156. Friedrich der Siegreiche

»Friedrich auf, die Felder rauchen, volle Scheuern glühn im Brand,
Auf, des Armes zu gebrauchen, siegreich bist du ja genannt.

Württemberg und Baden sengen, Metz und Speier hausen schlimm:
Eh' sie deine Burg bedrängen, triff sie mit der Rache Grimm.«

Friedrich hört's und machtgerüstet stürmt er von dem hohen Schloß,
Die schon Heidelbergs gelüstet, nieder streckt sie sein Geschoß;

Nieder aus dem Hinterhalte streckt sein Speer sie und sein Schwert:
Jetzt die ganze Kraft entfalte, stolzer Feind, die Stirn gekehrt!

Biet ihm Schlacht, der so verwegen dich bedroht, ein schwacher Hauf,
Jetzo kannst du ihn erlegen und die Pfalz steht nie mehr auf.

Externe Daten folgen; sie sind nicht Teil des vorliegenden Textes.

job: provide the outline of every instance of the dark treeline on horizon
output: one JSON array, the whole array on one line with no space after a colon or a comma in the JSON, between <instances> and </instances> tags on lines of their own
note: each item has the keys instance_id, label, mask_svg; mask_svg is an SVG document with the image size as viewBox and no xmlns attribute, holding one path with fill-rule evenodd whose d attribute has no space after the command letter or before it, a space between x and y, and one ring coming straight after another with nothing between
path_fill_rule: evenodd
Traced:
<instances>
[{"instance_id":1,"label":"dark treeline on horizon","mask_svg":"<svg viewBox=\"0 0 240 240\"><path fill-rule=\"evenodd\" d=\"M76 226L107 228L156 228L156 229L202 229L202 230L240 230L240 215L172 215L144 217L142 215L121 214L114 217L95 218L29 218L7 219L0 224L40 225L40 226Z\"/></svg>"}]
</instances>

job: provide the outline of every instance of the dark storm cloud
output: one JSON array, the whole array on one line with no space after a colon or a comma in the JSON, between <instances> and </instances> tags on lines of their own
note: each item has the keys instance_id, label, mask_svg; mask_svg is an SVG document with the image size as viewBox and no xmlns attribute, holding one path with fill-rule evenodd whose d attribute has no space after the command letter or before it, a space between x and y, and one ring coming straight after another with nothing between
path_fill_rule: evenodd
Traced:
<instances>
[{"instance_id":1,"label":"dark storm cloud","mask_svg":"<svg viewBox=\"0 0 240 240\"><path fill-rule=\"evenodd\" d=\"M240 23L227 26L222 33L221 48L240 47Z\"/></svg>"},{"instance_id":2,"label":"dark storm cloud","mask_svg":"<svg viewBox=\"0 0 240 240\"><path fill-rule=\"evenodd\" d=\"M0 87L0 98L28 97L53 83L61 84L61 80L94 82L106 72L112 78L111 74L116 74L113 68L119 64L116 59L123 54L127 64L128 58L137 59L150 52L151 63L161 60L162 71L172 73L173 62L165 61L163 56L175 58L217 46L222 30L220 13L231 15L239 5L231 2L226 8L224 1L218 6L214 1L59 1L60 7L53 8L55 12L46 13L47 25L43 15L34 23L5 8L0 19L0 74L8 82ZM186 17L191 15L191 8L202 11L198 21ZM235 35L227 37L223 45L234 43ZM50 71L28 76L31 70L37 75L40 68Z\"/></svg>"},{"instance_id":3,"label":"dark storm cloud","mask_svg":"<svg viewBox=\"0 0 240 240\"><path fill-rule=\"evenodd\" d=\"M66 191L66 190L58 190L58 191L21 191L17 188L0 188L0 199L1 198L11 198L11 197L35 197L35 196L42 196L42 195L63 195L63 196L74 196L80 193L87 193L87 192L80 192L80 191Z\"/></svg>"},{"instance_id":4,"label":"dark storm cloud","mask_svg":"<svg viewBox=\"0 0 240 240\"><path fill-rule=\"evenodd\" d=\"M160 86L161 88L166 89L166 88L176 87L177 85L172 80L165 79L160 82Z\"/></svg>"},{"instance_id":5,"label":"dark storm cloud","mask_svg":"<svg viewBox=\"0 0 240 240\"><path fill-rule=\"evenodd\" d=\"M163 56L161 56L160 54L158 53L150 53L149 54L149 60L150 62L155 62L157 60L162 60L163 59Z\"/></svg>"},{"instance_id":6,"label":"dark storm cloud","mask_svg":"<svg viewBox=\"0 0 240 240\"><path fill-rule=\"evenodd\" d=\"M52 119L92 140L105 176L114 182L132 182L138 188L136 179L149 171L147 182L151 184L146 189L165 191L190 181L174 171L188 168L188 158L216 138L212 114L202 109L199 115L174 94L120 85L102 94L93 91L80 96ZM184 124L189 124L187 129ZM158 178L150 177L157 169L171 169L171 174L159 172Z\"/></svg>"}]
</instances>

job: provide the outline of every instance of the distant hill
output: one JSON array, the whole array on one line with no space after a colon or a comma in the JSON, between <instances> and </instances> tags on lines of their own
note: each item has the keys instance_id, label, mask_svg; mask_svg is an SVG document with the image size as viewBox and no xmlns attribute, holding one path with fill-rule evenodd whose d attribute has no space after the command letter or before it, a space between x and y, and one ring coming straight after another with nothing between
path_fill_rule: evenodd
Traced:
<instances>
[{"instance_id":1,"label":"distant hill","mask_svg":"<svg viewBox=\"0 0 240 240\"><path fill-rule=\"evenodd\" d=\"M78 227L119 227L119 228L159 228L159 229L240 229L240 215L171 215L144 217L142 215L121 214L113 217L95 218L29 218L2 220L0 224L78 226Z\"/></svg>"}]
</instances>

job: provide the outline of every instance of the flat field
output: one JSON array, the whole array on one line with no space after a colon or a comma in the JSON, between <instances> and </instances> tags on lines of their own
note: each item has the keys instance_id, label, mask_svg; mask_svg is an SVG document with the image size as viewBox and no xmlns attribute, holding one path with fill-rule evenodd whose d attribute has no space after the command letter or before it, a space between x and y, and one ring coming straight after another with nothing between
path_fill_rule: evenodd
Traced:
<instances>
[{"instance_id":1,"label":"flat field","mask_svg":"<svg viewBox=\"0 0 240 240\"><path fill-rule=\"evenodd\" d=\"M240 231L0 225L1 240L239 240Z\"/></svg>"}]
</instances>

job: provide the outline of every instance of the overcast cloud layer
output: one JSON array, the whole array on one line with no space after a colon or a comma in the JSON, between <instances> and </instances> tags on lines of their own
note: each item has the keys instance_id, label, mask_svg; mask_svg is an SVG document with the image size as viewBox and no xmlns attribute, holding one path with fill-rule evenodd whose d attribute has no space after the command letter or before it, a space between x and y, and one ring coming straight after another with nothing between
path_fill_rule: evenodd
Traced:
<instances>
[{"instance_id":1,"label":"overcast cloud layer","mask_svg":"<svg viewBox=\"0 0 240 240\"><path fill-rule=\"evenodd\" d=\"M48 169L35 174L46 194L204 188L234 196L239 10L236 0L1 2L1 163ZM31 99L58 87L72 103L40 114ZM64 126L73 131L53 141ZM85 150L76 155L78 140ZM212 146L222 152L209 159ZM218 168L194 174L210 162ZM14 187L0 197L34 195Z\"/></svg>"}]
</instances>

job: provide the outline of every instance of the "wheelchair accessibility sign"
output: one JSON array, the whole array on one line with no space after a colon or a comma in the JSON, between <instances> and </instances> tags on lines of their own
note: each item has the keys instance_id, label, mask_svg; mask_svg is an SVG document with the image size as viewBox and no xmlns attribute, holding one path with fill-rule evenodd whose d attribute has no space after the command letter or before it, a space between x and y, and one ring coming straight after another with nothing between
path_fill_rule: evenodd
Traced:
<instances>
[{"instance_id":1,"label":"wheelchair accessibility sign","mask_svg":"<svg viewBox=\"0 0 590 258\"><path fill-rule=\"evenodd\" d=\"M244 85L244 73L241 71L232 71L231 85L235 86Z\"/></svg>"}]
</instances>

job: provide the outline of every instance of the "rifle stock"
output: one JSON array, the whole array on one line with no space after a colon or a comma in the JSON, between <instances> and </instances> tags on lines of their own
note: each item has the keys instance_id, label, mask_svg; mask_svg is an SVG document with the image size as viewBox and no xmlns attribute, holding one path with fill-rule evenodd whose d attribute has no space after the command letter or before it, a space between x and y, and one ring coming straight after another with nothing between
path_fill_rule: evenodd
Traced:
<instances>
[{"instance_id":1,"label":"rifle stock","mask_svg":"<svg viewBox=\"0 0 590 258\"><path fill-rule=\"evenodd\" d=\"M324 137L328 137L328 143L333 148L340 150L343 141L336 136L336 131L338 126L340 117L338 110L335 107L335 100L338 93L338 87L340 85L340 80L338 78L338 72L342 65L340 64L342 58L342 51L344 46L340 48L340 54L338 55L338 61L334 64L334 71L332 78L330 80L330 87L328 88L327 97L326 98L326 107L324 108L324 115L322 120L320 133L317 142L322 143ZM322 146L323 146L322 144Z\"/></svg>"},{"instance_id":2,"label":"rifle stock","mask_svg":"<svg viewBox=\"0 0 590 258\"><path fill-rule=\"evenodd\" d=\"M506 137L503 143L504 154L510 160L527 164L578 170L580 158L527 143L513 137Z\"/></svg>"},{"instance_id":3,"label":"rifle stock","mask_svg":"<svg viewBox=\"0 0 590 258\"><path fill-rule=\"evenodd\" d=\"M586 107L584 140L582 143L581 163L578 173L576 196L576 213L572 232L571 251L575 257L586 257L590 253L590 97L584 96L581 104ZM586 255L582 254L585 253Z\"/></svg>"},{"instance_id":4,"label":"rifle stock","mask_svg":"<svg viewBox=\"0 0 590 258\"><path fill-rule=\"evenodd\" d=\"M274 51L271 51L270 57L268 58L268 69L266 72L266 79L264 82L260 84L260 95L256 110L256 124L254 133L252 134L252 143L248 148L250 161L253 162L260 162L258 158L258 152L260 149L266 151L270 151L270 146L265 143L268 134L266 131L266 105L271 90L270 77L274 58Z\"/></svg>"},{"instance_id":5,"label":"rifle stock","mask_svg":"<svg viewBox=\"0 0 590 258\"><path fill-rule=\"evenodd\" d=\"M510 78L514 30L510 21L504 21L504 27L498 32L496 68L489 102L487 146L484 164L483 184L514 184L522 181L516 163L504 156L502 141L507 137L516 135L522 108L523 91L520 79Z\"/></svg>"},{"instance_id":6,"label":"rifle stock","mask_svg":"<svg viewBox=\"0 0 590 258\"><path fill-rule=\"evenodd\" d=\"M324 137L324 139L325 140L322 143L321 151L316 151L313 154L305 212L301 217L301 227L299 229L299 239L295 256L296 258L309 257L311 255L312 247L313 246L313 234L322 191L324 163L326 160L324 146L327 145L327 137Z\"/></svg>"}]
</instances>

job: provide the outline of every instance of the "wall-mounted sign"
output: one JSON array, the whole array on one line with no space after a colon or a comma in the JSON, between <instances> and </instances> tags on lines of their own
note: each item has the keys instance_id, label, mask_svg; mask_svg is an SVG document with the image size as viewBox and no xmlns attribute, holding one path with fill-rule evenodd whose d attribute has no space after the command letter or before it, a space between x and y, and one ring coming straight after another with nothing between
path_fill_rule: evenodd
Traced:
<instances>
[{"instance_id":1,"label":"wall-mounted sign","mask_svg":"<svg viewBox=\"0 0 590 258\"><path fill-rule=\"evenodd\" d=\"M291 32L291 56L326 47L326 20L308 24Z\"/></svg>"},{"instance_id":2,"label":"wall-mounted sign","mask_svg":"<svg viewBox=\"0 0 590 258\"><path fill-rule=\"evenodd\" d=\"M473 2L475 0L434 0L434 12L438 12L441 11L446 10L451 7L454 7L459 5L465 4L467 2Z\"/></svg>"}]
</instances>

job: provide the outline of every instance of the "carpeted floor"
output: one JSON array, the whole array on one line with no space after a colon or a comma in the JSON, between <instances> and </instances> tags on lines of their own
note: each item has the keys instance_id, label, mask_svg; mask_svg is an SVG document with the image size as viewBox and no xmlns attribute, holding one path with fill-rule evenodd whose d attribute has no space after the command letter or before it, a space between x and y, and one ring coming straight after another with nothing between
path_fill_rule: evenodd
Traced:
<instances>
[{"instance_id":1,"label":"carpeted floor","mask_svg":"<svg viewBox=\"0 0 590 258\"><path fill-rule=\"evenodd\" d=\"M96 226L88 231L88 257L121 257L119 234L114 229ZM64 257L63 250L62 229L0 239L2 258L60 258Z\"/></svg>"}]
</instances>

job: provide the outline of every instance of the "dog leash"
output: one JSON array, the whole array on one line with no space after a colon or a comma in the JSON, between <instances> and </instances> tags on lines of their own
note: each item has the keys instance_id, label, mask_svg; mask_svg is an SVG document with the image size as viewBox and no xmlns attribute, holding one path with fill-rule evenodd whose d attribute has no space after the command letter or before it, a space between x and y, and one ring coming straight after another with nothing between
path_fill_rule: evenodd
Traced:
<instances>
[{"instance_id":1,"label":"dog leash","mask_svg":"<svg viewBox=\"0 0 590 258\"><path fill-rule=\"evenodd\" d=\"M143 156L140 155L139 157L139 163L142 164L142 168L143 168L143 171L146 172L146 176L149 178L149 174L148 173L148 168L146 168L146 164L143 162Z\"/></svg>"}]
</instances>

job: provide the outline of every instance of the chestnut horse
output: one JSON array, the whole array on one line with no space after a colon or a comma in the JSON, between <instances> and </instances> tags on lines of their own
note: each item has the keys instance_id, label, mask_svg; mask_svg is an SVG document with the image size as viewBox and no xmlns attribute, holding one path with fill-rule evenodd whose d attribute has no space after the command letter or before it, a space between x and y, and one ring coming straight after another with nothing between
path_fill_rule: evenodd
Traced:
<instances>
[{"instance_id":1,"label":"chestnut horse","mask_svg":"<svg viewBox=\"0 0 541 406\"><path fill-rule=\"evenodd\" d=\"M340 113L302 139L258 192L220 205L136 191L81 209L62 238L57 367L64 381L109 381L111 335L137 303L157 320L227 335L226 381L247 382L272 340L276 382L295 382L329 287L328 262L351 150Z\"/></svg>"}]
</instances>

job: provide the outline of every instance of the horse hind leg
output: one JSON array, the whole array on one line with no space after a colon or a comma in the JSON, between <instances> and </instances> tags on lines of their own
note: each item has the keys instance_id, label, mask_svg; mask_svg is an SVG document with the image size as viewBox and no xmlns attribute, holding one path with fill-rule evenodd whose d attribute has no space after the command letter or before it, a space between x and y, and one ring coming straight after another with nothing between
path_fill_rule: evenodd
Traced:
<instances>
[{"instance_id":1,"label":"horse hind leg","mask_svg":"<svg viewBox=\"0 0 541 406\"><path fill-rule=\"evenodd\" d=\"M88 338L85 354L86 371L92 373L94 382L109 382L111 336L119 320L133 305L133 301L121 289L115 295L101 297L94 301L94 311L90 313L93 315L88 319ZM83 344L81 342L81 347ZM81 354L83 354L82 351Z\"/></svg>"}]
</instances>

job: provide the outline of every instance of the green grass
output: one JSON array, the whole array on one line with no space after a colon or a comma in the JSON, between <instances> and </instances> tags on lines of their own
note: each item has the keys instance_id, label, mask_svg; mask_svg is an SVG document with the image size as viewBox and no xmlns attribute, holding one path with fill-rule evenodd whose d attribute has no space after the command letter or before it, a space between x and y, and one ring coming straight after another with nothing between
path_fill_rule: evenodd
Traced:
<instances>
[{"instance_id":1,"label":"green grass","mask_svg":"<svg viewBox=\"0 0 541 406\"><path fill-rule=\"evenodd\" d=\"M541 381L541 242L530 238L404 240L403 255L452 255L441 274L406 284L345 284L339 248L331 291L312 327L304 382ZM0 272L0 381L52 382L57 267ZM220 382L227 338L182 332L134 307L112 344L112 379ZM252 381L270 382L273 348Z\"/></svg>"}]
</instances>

Kämpfend mengen sich die Scharen, hier der Rhein, der Neckar dort;
Doch des Kampfgewühls Gefahren zähmt des Pfalzgrafs herrschend Wort.

Plötzlich winkt er im Gefechte, und auf die berittnen Reihn
Rücken seine Lanzenknechte mit den langen Dolchen ein.

Schlüpfen untern Bauch der Pferde, stechen hin und stechen her:
Roß und Reiter stürzt zur Erde und erschrocken wankt das Heer:

»Flieht, Verzagte! Nicht entlaufet ihr der Schande, noch der Hast:
Oder freut's euch, so ersaufet immerhin in blühnder Kraft.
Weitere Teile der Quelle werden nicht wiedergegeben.